Life did not arise at a random location or at a random time in the universe, but at a specific time and place - present-day Earth, the only planet in the universe when or where the hundreds of conditions necessary to life have ever occurred simultaneously. The degree of this "fine-tuning" of the universe is so great that it can confidently be said that it would never occur anywhere in the universe by chance.


Chapter 6: The Evolutionists Respond.

Since the findings of molecular biochemistry were presented by Michael Behe in his 1996 book, Darwin's Black Box: The Biochemical Challenge to Evolution, many attempts have been made to identify a plausible evolutionary pathway to what otherwise would be an apparently irreducibly complex biochemical system. None have been found.

The theistic implications of "the fine-tuning of the universe" are not significantly denied.


Chapter 7: More Evidence for Design.

Quantum mechanics and relativity show that the ultimate nature of matter and of the cosmos remain fundamentally mysterious. Therefore, any conclusion that the universe arose through any impersonal process must be seen as premature.

Additionally, the authenticity of human consciousness, reason and language are insoluble problems for any impersonal view.


Chapter 8: The Roots of Naturalism.

The widespread acceptance of impersonal views of reality in spite of the flood of evidence against it, can be understood in the light of the intellectual history of the Western world, which took at least six identifiable ideological wrong turns. Subsequently those watershed ideas have been acknowledged as mistakes, but the momentum they created toward naturalistic thinking continues to carry us.


Chapter 9: Design Theory.

Science has produced several metaphysically neutral and scientifically ordinary methods for recognizing mental activity in other arenas, such as archeology, psychology, sociology, forensic science, the search for extraterrestrial intelligence (SETI), and cultural anthropology. Application of those same methods to the problem of origins leads to one conclusion: design.


Chapter 10: Conclusion.

The evidence is overwhelming that nothing exists which does not have a personal ultimate cause.

ENDNOTES

1The nature of scientific proof is such that one can never say that anything is resolved with such finality as to preclude reconsideration in light of discoveries that have not yet been made. Also, in the spirit of science all of our conclusions must be provisional. Nevertheless, there is no plausible alternative to this conclusion, given the present state of the evidence.

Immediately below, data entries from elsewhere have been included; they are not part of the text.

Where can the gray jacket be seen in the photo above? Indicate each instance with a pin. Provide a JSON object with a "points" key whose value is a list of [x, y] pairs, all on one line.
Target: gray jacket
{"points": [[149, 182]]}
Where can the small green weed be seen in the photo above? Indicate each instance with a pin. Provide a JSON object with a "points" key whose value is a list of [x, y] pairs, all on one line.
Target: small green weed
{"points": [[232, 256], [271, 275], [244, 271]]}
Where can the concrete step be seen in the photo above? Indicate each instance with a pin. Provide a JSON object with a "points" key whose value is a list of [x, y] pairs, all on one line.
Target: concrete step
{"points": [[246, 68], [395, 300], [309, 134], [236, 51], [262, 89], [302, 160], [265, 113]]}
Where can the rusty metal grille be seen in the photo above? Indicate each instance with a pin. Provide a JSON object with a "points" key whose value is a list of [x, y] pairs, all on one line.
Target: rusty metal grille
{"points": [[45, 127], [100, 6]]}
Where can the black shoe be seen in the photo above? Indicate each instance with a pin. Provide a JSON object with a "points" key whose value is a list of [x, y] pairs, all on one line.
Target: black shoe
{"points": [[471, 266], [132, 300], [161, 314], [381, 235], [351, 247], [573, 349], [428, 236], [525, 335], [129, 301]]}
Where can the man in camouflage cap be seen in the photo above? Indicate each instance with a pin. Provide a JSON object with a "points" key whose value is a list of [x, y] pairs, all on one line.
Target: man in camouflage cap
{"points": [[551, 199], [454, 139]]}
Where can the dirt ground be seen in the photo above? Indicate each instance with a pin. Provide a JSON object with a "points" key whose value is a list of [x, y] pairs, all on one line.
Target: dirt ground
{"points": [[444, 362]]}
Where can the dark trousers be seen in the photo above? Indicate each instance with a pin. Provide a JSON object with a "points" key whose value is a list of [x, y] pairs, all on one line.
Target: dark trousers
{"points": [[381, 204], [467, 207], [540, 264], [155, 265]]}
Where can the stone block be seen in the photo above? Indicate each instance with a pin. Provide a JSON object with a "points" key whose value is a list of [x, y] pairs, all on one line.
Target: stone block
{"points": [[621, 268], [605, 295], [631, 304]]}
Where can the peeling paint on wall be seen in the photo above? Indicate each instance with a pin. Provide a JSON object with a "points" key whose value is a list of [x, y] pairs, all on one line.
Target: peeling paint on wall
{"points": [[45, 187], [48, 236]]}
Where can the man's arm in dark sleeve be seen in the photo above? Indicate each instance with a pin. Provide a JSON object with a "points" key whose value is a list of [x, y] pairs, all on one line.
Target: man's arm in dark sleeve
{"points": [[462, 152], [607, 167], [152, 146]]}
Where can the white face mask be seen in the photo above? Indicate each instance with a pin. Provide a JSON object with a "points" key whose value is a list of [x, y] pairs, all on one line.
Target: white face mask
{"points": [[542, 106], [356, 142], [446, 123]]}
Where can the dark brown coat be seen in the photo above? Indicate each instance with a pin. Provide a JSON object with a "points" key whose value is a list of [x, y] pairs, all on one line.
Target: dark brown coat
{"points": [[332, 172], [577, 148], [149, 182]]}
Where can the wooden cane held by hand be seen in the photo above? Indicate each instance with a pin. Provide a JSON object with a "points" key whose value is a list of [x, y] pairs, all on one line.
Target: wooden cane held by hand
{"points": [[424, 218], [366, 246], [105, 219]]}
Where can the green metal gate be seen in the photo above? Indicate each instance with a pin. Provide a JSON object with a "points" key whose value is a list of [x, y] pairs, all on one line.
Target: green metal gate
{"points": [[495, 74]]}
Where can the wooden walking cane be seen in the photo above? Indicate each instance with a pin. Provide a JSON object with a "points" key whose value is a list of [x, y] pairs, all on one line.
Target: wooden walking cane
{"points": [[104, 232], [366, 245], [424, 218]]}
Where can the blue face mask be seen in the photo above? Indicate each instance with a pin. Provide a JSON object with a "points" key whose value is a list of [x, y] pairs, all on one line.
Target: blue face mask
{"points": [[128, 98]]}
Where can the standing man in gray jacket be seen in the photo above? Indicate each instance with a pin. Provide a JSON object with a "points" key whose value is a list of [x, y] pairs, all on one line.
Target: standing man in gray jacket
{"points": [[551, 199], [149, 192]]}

2There is one other prominent line of evidence: negative theology. Beginning with Darwin through to the present time, evolutionists have appealed to their view of the character of God and insist that God could not have been responsible for a natural order in which inefficiency, waste, and violent death prevail. Since those conditions do prevail, they argue, that order must have arisen through some impersonal means. This thesis is carefully explored in Cornelius Hunter's Darwin's God: Evolution and the Problem of Evil (Grand Rapids: Brazos Press, 2001). I was unaware of the importance of evolutionists' reliance on negative theology when finishing this essay, but at my first opportunity I shall add an appendix recapitulating Hunter's thesis more fully.